Das ist nicht der einzige Fall dieser Art. Allein im Land Brandenburg waren in den letzten Jahren 42 Verfahren gegen Taxifahrer im brandenburgischen Grenzgebiet anhängig, die verdächtigt wurden, Personen ohne Aufenthaltsgenehmigung befördert zu haben; eine unbekannte Zahl entsprechender Verfahren gibt es in Sachsen und Mecklenburg-Vorpommern - also entlang der gesamten deutschen Ostgrenze. Das Grenzregime wird zunehmend härter; das wäre noch nichts neues. Bemerkenswert aber ist, daß neben der technischen Aufrüstung des Bundesgrenzschutzes zur Aufspürung von Grenzgängern immer stärker verschiedene Bevölkerungskreise in die Fahndung miteinbezogen werden.
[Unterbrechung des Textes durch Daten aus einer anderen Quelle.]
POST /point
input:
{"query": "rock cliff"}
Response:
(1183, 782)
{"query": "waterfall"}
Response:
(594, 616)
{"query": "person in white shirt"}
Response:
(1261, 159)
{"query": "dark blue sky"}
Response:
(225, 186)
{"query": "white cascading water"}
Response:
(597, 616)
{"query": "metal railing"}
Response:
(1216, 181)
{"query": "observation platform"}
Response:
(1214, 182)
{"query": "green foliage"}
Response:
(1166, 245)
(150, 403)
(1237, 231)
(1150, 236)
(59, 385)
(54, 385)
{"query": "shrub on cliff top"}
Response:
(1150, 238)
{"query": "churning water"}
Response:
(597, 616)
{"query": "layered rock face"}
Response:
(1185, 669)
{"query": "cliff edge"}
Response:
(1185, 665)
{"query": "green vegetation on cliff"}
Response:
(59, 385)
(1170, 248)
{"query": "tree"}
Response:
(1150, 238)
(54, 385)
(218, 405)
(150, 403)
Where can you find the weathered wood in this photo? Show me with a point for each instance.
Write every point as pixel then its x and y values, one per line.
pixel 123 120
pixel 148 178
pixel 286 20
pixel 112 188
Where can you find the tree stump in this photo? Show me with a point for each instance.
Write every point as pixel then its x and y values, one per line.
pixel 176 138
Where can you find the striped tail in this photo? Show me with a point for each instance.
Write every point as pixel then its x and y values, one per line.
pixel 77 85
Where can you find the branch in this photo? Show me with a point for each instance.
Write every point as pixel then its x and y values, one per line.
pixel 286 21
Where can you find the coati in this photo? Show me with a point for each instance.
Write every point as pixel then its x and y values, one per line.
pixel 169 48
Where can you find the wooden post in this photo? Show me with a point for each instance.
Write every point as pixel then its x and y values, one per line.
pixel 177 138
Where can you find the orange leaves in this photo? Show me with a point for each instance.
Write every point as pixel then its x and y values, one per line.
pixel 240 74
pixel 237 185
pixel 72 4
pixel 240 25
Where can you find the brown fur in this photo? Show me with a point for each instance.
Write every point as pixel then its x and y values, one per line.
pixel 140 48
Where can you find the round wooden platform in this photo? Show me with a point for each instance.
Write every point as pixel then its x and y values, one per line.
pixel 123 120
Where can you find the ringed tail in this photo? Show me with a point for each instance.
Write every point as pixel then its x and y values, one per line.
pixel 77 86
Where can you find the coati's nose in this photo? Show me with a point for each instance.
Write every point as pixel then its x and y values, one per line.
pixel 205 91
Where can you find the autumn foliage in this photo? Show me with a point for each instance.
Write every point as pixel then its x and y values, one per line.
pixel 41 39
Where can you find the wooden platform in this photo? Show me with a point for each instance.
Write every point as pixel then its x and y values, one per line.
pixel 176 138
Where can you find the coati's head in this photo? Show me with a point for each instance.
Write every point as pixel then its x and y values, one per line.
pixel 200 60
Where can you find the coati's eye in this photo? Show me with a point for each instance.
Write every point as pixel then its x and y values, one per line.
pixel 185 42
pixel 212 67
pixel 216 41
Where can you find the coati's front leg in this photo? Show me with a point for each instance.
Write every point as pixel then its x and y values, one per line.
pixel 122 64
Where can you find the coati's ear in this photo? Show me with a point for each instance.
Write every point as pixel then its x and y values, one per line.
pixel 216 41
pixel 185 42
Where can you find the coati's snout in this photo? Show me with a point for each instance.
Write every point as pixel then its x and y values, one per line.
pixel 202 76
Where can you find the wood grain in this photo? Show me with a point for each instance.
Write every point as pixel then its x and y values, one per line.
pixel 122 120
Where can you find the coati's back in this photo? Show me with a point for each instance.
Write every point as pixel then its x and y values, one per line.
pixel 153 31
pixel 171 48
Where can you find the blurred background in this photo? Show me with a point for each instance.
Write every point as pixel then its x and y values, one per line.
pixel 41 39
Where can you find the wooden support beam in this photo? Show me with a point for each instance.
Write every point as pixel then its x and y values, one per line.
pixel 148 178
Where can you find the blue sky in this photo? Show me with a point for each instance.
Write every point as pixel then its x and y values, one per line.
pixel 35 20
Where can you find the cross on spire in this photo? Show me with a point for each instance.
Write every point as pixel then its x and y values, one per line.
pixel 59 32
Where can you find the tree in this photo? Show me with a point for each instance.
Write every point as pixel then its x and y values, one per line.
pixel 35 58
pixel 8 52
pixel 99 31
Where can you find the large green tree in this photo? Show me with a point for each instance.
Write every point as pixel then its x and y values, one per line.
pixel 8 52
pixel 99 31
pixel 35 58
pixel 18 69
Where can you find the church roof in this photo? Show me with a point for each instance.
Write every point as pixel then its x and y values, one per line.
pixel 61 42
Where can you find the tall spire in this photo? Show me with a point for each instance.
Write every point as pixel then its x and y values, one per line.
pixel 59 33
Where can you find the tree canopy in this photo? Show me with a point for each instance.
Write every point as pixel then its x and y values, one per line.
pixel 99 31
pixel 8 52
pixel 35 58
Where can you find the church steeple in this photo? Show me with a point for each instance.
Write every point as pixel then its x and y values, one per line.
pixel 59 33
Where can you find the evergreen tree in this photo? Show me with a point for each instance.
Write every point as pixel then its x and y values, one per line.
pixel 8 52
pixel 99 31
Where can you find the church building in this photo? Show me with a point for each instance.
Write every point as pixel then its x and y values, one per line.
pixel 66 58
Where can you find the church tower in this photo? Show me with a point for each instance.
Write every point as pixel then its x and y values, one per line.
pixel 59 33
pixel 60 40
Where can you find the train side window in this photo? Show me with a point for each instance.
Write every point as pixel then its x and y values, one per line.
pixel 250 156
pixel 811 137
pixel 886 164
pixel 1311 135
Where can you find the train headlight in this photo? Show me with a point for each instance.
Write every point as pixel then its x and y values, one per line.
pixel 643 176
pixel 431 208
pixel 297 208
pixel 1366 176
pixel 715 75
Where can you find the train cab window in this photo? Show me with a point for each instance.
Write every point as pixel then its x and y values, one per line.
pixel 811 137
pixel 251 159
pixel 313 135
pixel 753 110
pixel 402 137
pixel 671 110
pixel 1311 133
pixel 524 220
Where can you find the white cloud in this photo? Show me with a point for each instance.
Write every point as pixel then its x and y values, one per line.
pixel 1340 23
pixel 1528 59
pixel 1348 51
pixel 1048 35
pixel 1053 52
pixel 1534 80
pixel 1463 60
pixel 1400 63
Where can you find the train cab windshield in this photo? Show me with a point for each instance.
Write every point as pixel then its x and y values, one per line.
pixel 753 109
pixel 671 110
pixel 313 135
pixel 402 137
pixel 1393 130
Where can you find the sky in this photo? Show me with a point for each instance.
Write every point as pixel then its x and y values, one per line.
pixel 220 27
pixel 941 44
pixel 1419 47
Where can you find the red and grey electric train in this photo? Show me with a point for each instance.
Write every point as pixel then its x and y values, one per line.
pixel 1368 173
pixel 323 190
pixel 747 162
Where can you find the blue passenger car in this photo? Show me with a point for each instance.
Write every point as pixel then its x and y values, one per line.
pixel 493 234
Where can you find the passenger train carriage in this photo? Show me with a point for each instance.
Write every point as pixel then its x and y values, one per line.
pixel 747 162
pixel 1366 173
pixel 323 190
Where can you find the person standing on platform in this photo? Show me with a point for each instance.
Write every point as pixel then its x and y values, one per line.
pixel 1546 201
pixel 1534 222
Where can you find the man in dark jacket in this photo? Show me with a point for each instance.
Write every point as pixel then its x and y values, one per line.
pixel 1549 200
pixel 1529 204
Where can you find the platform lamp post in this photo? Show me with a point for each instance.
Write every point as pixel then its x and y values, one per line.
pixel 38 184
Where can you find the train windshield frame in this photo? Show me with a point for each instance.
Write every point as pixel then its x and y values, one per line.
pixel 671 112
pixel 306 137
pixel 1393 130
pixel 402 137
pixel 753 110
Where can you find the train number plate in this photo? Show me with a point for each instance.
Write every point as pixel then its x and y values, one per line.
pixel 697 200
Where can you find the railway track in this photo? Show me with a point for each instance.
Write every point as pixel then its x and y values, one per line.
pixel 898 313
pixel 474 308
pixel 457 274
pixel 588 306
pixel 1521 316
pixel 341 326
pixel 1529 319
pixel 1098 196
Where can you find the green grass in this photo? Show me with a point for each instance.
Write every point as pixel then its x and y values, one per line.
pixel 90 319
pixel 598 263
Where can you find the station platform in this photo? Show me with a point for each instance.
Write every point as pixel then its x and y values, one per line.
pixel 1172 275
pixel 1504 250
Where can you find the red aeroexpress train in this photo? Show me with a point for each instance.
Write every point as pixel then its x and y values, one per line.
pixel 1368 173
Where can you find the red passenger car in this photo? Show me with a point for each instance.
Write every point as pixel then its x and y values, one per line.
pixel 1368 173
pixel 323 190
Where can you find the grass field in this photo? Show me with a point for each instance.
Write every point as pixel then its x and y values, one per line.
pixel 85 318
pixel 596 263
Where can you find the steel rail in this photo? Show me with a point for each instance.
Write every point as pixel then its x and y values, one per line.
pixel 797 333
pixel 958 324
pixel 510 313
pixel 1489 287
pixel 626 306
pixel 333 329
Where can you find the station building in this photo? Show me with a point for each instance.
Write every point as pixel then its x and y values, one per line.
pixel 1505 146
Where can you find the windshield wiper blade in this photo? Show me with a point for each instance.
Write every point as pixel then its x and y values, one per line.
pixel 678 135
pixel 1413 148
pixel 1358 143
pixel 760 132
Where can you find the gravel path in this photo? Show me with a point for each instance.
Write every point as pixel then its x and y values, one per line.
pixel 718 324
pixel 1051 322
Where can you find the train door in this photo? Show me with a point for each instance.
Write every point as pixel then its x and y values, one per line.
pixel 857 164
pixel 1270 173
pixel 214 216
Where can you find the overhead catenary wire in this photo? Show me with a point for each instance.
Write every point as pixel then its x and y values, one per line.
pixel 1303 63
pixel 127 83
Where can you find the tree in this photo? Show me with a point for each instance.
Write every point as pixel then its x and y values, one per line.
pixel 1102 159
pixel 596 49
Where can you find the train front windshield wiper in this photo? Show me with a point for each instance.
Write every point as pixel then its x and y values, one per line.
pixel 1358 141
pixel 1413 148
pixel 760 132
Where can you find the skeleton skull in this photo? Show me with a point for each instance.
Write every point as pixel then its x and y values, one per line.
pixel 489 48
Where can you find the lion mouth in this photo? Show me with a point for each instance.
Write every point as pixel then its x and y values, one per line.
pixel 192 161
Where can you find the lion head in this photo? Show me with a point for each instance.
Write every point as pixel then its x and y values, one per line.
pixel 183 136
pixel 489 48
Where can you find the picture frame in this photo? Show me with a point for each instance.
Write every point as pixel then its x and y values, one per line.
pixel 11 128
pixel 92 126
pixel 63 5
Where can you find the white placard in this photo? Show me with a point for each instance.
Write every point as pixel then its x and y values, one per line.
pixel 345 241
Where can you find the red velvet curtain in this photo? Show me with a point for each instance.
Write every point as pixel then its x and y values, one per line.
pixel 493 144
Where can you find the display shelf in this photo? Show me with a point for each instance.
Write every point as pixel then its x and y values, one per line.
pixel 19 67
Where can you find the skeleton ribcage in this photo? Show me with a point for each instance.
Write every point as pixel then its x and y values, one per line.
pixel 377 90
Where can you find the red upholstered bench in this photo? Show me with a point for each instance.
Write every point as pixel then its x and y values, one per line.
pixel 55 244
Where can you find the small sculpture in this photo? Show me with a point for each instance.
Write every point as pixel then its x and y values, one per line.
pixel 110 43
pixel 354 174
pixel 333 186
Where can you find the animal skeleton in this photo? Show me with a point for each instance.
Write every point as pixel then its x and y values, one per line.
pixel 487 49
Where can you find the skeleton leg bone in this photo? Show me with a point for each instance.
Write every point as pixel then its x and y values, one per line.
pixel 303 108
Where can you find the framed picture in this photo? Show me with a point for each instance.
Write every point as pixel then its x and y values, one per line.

Die Bewohner der Festung Europa und insbesondere ihres deutschen Teils werden zu Hilfspolizisten. Nach Einrichtung von sogenannten Bürgertelefonen, die Anwohner des Grenzstreifens zur allfälligen Denunziation von verdächtigen Ausländern nutzen sollen, werden nun Taxifahrer zur Zusammenarbeit mit dem Bundesgrenzschutz und zur Denunziation gezwungen.
Der strafbewehrten Unterstützung des Aufbaus dieser Volksgemeinschaft widmet sich das Amtsgericht Zittau mit Eifer. Tatsachenbeweise für die Mitgliedschaft des verurteilten Taxifahrers in einer Schleuserorganisation sind nicht vorzuweisen: er hat halt Ausländer befördert, ohne sie nach ihren Pässen zu fragen - wozu ein Taxifahrer schließlich gar nicht berechtigt ist. Die Urteilsbegründung stützt sich zu weiten Teilen auf die Aussagen eines Quasikronzeugen: des ehemaligen Taxifahrers Steffen Döring, der gestanden hat, seit 1992 regelmäßig Menschen ohne gültige Papiere in die Bundesrepublik gebracht zu haben. Er gibt das Bild des reuigen Sünders und belastet L. schwer; das Gericht zieht es vor, ihm zu glauben. Es könne nicht die Rede davon sein, "daß es sich bei dem Zeugen Döring um eine Person handelt, die bewußt die Unwahrheit sagt und andere Leute belastet."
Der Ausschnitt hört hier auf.